Soirées d’airs d’opéras : du meilleur au pire !

Posté le 8 juin 2013

Prenez une soprano, un  ténor, une mezzo-soprano et un baryton-basse et vous obtiendrez un cocktail lyrique idéal. En ce samedi soir où Bordeaux connaissait une liesse festive autour du fleuve réunissant des milliers de badauds, une toute petite poignée d’amateurs d’opéra avait pris le chemin de la magnifique église Notre Dame de Bordeaux pour assister à un gala d’extraits d’opéras offert par un groupe lyrique bordelais « Résonances-Groupe lyrique ». Ce groupe était formé ce soir là par Véronique Valray, Christian Lara, Jean-Philippe Marlière et Gaëlle Mallada, sans oublier Jean-Marc Fontana, pianiste au doigts de magicien. Des noms que connaissent de très nombreuses scènes lyriques, tout au moins pour les trois premiers noms cités. Ce Groupe a eu la géniale idée de mélanger des duos et ensembles super connus comme celui des Pêcheurs de perles, de Carmen, de Werther, de Rigoletto au moins connus comme ce duo extrait du Barbier de Séville ou carrément inconnus, comme cet autre duo extrait du Fernando Cortez de Gaspare Spontini. En cadeau de fin de concert, le Groupe, tout en se faisant plaisir, nous a offert le Duo des chats de Rossini, à quatre voix. Du plus bel effet.
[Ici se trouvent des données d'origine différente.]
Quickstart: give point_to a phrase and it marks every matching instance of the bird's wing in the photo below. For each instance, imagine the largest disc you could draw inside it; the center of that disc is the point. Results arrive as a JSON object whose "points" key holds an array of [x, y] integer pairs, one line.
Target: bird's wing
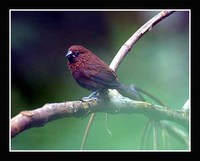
{"points": [[101, 74]]}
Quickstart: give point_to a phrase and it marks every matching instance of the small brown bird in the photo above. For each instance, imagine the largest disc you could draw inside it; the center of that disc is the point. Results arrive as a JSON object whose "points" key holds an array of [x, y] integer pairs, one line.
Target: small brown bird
{"points": [[92, 73]]}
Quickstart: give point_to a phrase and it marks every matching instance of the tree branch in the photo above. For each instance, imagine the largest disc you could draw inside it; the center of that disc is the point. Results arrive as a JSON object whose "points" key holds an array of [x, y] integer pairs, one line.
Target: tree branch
{"points": [[116, 104], [136, 36]]}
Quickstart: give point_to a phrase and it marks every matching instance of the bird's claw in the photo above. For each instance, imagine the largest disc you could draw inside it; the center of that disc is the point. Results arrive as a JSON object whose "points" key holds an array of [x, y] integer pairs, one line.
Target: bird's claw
{"points": [[87, 99]]}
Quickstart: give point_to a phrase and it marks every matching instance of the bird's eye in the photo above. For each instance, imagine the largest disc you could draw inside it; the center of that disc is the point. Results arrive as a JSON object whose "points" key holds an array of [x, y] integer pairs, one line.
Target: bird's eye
{"points": [[76, 53]]}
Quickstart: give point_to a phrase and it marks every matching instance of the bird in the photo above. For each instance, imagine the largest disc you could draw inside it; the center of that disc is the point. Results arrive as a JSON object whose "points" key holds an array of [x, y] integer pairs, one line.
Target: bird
{"points": [[94, 74]]}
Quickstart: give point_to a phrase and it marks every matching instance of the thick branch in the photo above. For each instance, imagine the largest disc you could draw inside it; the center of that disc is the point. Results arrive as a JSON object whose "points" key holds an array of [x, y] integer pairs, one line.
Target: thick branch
{"points": [[117, 105]]}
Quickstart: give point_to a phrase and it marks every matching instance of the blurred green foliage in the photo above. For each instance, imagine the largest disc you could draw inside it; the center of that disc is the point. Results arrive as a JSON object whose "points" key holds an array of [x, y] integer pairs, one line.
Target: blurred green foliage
{"points": [[158, 63]]}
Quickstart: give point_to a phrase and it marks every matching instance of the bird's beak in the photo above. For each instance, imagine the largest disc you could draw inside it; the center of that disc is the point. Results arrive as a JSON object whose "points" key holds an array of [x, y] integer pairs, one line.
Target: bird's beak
{"points": [[68, 53]]}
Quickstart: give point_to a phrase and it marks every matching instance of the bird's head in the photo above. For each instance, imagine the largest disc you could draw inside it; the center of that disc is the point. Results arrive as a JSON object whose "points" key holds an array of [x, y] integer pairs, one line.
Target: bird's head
{"points": [[75, 53]]}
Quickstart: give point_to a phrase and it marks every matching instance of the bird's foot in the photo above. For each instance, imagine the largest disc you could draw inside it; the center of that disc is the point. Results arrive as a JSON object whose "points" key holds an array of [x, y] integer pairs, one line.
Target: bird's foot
{"points": [[91, 97]]}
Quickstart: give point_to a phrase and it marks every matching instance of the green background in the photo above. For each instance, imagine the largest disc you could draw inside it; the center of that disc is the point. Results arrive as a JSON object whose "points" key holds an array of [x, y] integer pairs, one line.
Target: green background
{"points": [[158, 63]]}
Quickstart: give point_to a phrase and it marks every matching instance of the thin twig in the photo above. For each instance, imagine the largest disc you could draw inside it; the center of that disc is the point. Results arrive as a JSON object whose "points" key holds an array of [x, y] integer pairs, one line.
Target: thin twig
{"points": [[136, 36], [87, 130], [145, 135]]}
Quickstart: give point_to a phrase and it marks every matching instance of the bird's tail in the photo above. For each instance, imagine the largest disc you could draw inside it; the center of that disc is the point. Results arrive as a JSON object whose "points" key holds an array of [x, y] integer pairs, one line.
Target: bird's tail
{"points": [[137, 92], [134, 93]]}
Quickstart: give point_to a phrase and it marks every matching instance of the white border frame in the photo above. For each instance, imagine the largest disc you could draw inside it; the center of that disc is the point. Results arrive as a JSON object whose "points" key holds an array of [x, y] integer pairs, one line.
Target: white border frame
{"points": [[10, 10]]}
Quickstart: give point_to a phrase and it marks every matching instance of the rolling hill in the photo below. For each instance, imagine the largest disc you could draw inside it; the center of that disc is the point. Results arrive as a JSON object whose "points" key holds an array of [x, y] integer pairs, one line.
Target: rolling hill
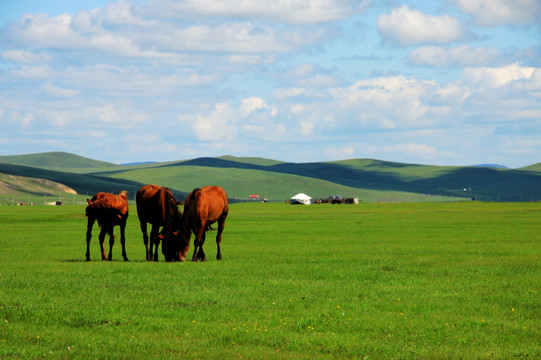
{"points": [[367, 179]]}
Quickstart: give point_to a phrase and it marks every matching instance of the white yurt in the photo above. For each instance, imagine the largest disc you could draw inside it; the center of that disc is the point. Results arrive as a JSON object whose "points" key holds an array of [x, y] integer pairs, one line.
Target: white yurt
{"points": [[302, 199]]}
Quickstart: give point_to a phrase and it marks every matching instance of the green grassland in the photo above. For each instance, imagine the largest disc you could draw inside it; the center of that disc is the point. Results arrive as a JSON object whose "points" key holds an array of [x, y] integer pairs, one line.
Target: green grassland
{"points": [[453, 280]]}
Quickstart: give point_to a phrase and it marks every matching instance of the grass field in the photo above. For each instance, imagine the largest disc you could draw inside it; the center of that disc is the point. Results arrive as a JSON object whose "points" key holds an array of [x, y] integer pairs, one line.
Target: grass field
{"points": [[371, 281]]}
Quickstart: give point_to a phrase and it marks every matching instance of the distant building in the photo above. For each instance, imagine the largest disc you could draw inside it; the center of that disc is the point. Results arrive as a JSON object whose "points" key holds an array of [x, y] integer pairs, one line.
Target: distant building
{"points": [[301, 199]]}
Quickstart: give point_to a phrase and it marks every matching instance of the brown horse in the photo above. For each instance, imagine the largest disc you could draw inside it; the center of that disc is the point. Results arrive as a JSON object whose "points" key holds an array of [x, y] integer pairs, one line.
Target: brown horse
{"points": [[110, 210], [202, 208], [157, 205]]}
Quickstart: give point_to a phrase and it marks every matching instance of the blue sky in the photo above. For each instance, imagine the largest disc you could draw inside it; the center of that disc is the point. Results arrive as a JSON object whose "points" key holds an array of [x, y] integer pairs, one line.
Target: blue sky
{"points": [[450, 82]]}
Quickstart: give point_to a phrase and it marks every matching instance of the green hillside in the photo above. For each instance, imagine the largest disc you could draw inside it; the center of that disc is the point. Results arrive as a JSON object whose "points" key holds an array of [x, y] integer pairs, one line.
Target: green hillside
{"points": [[534, 167], [369, 180], [86, 185], [55, 161]]}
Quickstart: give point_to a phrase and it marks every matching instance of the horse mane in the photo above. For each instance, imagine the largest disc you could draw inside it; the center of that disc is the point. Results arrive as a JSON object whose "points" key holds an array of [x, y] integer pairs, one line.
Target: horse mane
{"points": [[190, 210], [106, 201], [171, 216]]}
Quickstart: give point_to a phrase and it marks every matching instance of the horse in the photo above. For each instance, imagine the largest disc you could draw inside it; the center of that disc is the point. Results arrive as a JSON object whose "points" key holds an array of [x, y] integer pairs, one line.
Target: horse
{"points": [[157, 205], [202, 208], [110, 210]]}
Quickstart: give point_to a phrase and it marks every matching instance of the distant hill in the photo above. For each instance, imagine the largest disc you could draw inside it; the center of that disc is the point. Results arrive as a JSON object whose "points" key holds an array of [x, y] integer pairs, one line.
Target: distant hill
{"points": [[55, 161], [84, 184], [534, 167], [368, 179], [13, 184], [492, 165]]}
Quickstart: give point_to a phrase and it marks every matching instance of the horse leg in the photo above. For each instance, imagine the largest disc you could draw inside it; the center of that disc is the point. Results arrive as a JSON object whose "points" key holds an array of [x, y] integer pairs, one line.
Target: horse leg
{"points": [[145, 239], [221, 225], [154, 241], [201, 253], [101, 237], [198, 244], [89, 226], [123, 240], [111, 241]]}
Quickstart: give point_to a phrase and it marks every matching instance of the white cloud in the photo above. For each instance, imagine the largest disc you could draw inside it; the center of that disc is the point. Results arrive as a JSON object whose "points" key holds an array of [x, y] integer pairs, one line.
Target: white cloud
{"points": [[405, 27], [500, 12], [252, 104], [284, 11], [417, 150], [487, 77], [385, 102], [57, 91], [339, 153], [224, 122], [459, 56], [25, 57]]}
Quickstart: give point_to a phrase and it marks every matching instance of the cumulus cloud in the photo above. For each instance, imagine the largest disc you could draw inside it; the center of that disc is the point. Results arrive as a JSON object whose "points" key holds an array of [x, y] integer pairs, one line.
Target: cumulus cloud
{"points": [[224, 122], [285, 11], [500, 12], [25, 57], [417, 150], [372, 99], [405, 27], [494, 77], [460, 56]]}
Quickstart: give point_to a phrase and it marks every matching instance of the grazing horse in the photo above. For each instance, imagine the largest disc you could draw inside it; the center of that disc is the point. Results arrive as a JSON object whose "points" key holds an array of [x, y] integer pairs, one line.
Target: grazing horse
{"points": [[202, 208], [110, 210], [157, 205]]}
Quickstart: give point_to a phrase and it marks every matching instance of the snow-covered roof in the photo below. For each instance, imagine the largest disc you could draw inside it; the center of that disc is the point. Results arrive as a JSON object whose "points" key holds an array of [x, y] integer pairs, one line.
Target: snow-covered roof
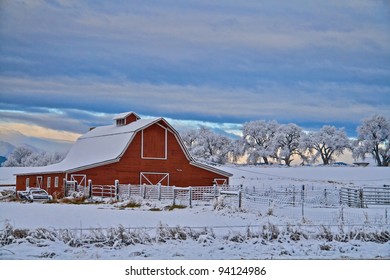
{"points": [[101, 145], [106, 144]]}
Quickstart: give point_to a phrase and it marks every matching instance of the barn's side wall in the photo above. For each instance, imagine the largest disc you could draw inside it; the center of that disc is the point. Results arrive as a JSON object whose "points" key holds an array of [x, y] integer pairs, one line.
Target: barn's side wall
{"points": [[41, 180], [128, 169]]}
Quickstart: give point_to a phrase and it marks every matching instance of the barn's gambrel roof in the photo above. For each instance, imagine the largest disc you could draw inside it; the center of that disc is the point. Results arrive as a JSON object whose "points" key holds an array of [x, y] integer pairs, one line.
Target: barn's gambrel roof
{"points": [[106, 144]]}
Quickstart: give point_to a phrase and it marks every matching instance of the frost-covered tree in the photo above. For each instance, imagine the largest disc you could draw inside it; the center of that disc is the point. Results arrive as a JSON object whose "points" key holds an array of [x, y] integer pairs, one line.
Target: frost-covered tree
{"points": [[327, 143], [374, 138], [207, 145], [23, 156], [287, 140], [258, 140]]}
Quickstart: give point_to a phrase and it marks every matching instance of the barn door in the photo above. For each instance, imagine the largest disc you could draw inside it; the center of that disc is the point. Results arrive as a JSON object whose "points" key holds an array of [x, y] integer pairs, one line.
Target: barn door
{"points": [[220, 182], [154, 178], [39, 182], [80, 179]]}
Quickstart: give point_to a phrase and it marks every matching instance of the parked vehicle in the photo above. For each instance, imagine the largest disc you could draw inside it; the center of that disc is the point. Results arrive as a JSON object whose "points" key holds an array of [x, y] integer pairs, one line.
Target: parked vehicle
{"points": [[34, 194]]}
Cette soirée fut un émouvant moment de grande fraîcheur musicale et de beauté vocale. La technicité de ces artistes et leur articulation nous ont enchanté. Lorsque j’entends ce genre de voix et la qualité d’une telle soirée, je suis rassuré. Pourquoi ?

Car, quelques jours avant, j’avais vu rouge (pas d’alcool mais de honte pour l’art lyrique) en assistant à une édifiante soirée apéro-opéra.Une centaine de personnes buvait et mangeait (normal pour un apéritif) et discutait pendant qu’une pauvre soprano aux sonorités sorties tout droit d’un salon agricole, s’époumonait avec des accents frôlant l’agonie. Où étais-je tombé ? J’aurais dû me méfier. Me promenant, je vois sur la façade d’un établissement bar-restaurant, un panneau annonçant cette soirée lyrique. M’adressant à l’organisatrice, celle-ci me signala que la chanteuse était très connue et qu’elle chantait souvent au Grand-Théâtre (bien sûr c’était faux). Par contre, elle ne connaissait pas son nom !…En grattant dans les tous les recoins de mon réseau lyrique, j’apprends que cette soirée, en hommage à la célébration de bicentenaire de la naissance de Verdi et Wagner (les pauvres !), était organisée en partenariat par des structures bordelaises des plus respectables et que la «célèbre chanteuse » n’était connue que d’elle même.

Se promenant entre les tables où la fourchette et la discussion avaient plus d’intérêt que les notes émises, notre soprano est passée de l’air du Trouvère, à un air de Carmen en passant par le grand air de Tannhäuser et un extrait de Traviata. Le tout dans le même registre en passant, aux forceps rouillés, du plus grave à l’aigu. Quel grabuge ! Comment faire aimer l’art lyrique à un nouveau public avec de telles prestations. Des jeunes attablés ont préféré quitter la place et comme je les comprends. Moi-même proche de l’asphyxie auditive, j’ai baissé les bras et suis sorti en catastrophe, respirer.

Le plus comique fut le programme distribué ce soir-là (que je garde précieusement) : une photocopie du choeur des esclaves de Nabucco (où étaient les chœurs ?) et tout le duo du final du premier acte de Traviata (où était Alfredo ?). Quel rapport avec les airs chantés ? Où étaient mentionnés les autres airs de cette soirée ? Du n’importe quoi !

J’estime que ce genre de soirée est inacceptable, surtout lorsqu’elle est en partenariat avec des structures culturelles réputées par leur sérieux.